Berbeda dengan gerakan kultural yang lebih fleksibel, karena ia merupakan wujud dari kebutuhan gerakan itu sendiri akan nutrisi penajaman fikrah gerakan, tidak harus secara tegas memposisikan individu. Sehingga menjadi seorang berpengaruh akan semakin besar dalam gerakan ini. Itulah kenapa posisi beda dengan pengaruh. Karena pengaruh bisa mewujud dari kedekatan personal, kecermatan pikiran, dan kebutuhan fikrah, kesamaan tujuan, mimpi, harapan dan cita-cita. Sampai sekarang pasti ada orang atau sesuatu karya yang mempengaruhi kita atau berpengaruh untuk kita, sadar atau tidak sadar, pengaruh itu akan dibawa kedalam alam bawah sadar dan menjadi pola pikir yang selanjutnya menjadi tindakan. Dan tindakan inilah sebagai produk gerakan kultural. Contoh pertanyaannya, bisakah kita tetap rapat atau diskusi walaupun tidak terikat struktural ? Kultural akan menjawab bisa. Karena Kultural identik dg tradisi keilmuan. Tradisi membaca, menulis, dan berdiskusi. Tiga Tradisi keilmuan islam yang akan menggemilangkan kembali peradaban islam. 

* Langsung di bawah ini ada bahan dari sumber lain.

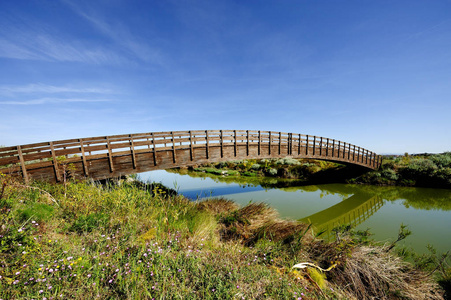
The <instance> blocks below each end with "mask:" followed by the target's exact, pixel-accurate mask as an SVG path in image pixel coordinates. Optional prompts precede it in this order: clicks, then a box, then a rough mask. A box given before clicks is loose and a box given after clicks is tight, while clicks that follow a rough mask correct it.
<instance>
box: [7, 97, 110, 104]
mask: <svg viewBox="0 0 451 300" xmlns="http://www.w3.org/2000/svg"><path fill="white" fill-rule="evenodd" d="M109 101H112V100H110V99H83V98H39V99H32V100H25V101H15V100H14V101H8V100H7V101H0V105H42V104H50V103H55V104H64V103H71V102H109Z"/></svg>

Sayang kalau sumber daya hanya dijadikan pekerja saja atau eksekutor, karena mereka juga punya hak tumbuh dan berkembang. Karena itu tuntutan akal manusia untuk senantiasa berpikir. Tugas kita adalah menstimulasinya untuk berkembang, mengapingnya menata anak tangga, sambil kita juga menambah kapasitas diri. Individu sebagai strategi harus mampu memertanggungjawabkan kehadirannya dengan menambah kapasitas, karena tonggak kepemiminan ini tidak akan diwariskan pada manusia yang tidak berkapasitas dan lemah, kalaupun ada maka kehancuran, kemunduran akan segera hinggap. Kalau setiap kita tidak memaksa diri untuk berlari, dunia ini akan berputar lebih lambat.

Hanya sinergitas struktural dan kultural akan menjadi sebuah energi yang saling melengkapi. Ketiadaan diantaranya menjadikan ketimpangan sebuah gerakan. Karena hampa jika sebuah visi tanpa kultur yang mengakar, karena akan hanya jd boneka jika struktur hanya sekedar posisi. Di samping posisi, ada pengaruh yg lebih berarti.Terus berpengaruh sahabatSungguh bagi seorang du'at,Istirahatnya hanya ketika kedua telapak kaki telah menapak di "tempat yg mulia".Selamat melukis kembali di berkas kanvas tak berbatas.